Felix looked at her a moment, smiling. “It’s very clean! No splendors, no gilding, no troops of servants; rather straight-backed chairs. But you might eat off the floors, and you can sit down on the stairs.”
“That must be a privilege. And the inhabitants are straight-backed too, of course.”
“My dear sister,” said Felix, “the inhabitants are charming.”
“In what style?”
“In a style of their own. How shall I describe it? It’s primitive; it’s patriarchal; it’s the ton of the golden age.”
“And have they nothing golden but their ton? Are there no symptoms of wealth?”
“I should say there was wealth without symptoms. A plain, homely way of life: nothing for show, and very little for—what shall I call it?—for the senses; but a great aisance, and a lot of money, out of sight, that comes forward very quietly for subscriptions to institutions, for repairing tenements, for paying doctor’s bills; perhaps even for portioning daughters.”
“And the daughters?” Madame Münster demanded. “How many are there?”
“There are two, Charlotte and Gertrude.”
“Are they pretty?”
“One of them,” said Felix.
“Which is that?”
The young man was silent, looking at his sister. “Charlotte,” he said at last.
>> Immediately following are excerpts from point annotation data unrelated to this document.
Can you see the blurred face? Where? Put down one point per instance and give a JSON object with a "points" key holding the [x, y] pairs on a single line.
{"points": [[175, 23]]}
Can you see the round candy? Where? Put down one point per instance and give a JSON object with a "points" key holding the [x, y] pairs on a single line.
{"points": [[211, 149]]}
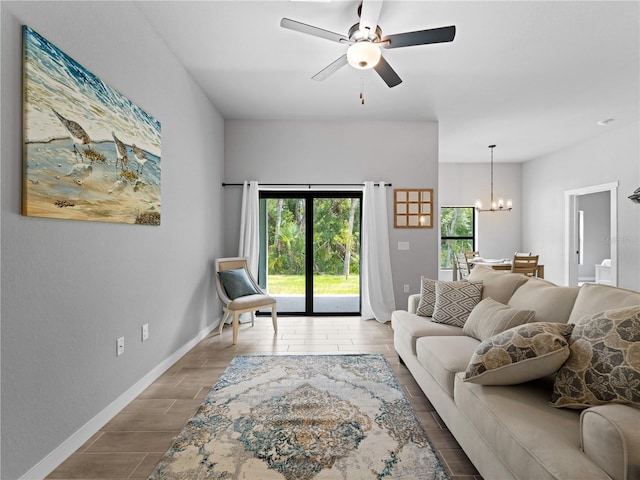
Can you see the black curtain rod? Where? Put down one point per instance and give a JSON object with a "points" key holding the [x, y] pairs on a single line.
{"points": [[305, 184]]}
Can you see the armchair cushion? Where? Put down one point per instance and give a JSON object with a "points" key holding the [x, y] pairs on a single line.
{"points": [[236, 283]]}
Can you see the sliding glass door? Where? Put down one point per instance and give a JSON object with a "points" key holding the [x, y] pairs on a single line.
{"points": [[310, 251]]}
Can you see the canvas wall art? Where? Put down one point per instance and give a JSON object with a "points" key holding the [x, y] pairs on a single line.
{"points": [[89, 152]]}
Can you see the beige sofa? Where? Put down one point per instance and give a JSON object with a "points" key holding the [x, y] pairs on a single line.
{"points": [[512, 431]]}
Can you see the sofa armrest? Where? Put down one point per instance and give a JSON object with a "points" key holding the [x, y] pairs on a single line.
{"points": [[610, 436], [412, 303]]}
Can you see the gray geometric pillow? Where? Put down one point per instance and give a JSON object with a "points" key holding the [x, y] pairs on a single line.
{"points": [[455, 300], [427, 298], [604, 361], [520, 354]]}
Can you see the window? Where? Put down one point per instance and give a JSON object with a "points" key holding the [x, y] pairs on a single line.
{"points": [[457, 233]]}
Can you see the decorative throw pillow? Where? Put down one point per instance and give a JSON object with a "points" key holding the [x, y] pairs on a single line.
{"points": [[236, 283], [455, 300], [427, 298], [604, 363], [520, 354], [489, 318]]}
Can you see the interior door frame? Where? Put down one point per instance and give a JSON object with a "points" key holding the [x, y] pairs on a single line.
{"points": [[571, 230], [309, 196]]}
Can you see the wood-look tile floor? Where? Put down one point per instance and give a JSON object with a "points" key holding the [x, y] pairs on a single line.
{"points": [[134, 441]]}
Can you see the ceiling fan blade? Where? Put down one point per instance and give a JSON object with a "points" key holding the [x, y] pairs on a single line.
{"points": [[311, 30], [421, 37], [369, 16], [387, 73], [331, 69]]}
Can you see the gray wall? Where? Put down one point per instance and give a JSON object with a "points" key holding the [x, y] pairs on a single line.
{"points": [[609, 157], [461, 184], [403, 153], [69, 289]]}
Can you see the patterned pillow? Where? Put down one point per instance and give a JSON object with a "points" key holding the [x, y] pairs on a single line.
{"points": [[427, 298], [489, 318], [455, 300], [520, 354], [604, 363]]}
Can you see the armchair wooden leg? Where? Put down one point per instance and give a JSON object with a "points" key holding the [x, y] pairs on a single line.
{"points": [[274, 319], [236, 322], [225, 314]]}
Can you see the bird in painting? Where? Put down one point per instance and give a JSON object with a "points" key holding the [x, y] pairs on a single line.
{"points": [[121, 151], [141, 157], [77, 133]]}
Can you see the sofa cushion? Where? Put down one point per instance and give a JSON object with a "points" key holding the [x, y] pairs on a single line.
{"points": [[427, 298], [443, 357], [408, 327], [594, 298], [534, 440], [489, 318], [455, 300], [604, 363], [520, 354], [610, 436], [551, 302], [496, 284]]}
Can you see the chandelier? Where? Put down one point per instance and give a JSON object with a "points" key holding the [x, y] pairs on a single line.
{"points": [[498, 206]]}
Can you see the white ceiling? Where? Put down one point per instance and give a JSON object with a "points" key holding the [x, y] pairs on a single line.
{"points": [[529, 76]]}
She looked at him in return. “I see. You are in love with Gertrude. They must be Puritans to their finger-tips; anything but gay!”
“No, they are not gay,” Felix admitted. “They are sober; they are even severe. They are of a pensive cast; they take things hard. I think there is something the matter with them; they have some melancholy memory or some depressing expectation. It’s not the epicurean temperament. My uncle, Mr. Wentworth, is a tremendously high-toned old fellow; he looks as if he were undergoing martyrdom, not by fire, but by freezing. But we shall cheer them up; we shall do them good. They will take a good deal of stirring up; but they are wonderfully kind and gentle. And they are appreciative. They think one clever; they think one remarkable!”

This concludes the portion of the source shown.